Ramadan is an opportunity to purify ourselves and actively focus on the internal aspects of our character. All that we do externally is having an effect on we internally, whether we are aware of it or not. This process of purification of the soul is known as Tazkiya, and interestingly, it shares the same root of the word Zakat, which means “that which purifies”. Our wealth is purified when a percentage of it is given to the poor and needy. The process of Tazkiya is for it to transform our soul in order for it to become more aligned with Allāh.

One of the ways this is done is during the month of Ramadan. We train ourselves to abstain from what we have commanded to abstain from. What makes this process attainable is the remembrance of Allāh.

“The true mujāhid is the one who fights against his own soul.” (al- Tirmidhī)

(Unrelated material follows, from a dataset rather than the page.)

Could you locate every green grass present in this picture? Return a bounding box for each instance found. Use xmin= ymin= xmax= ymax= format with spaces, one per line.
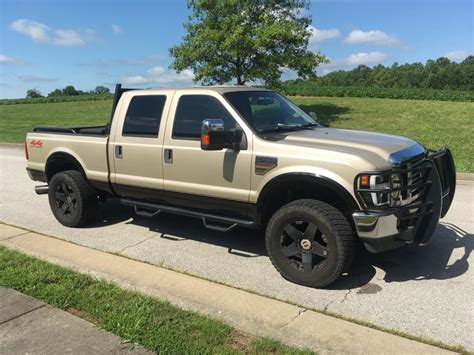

This leads us to the primary goal of Ramadan: Taqwa. Often times Taqwa is translated as “fear of Allāh” or “piety”. The root meaning of Taqwa is “to shield/protect yourself”. What is Allāh asking you to protect yourself from? It is a protection from anything that is an obstacle to your relationship with Him.

In the context of fasting, the more you restrict yourself from things that are normally permissible, the more you will stand a chance at restricting what is impermissible. Simply, if you become more conscious of your external factors, you will be more likely to purify your internal state of being. When food and drink is restricted, it opens the pathway to humility and trust. Truly knowing that He alone deserves our worship and we can be more mindful of Him when many of the distractions are removed. Thus succeeding in a greater chance of obtaining Taqwa. It is in this month that we learn that the pinnacle of our success is dependent on our connection to Him.

ʿĀʾisha (ra) reported:

“I asked the Messenger of Allāh (pbuh) about the plague and he said, ‘It is a punishment which Allāh sends upon whomsoever He wills, but Allāh has made it as a mercy to the believers. Anyone who remains in a town which is plagued with a plague, maintaining patience, expecting the reward from Allāh and knowing that nothing will befall him other than what Allāh has foreordained for him, he would receive a reward of a martyr’.” (Ṣaḥīḥ al-Bukhārī)

May Allāh protect us and our families from the trials affecting the world right now. May He make this a means for us to become closer to Him. May this Ramadan be a means of deeper inward cleansing and purification, and may we leave the month better than when we entered it, forgiven and in a state of perpetual purity.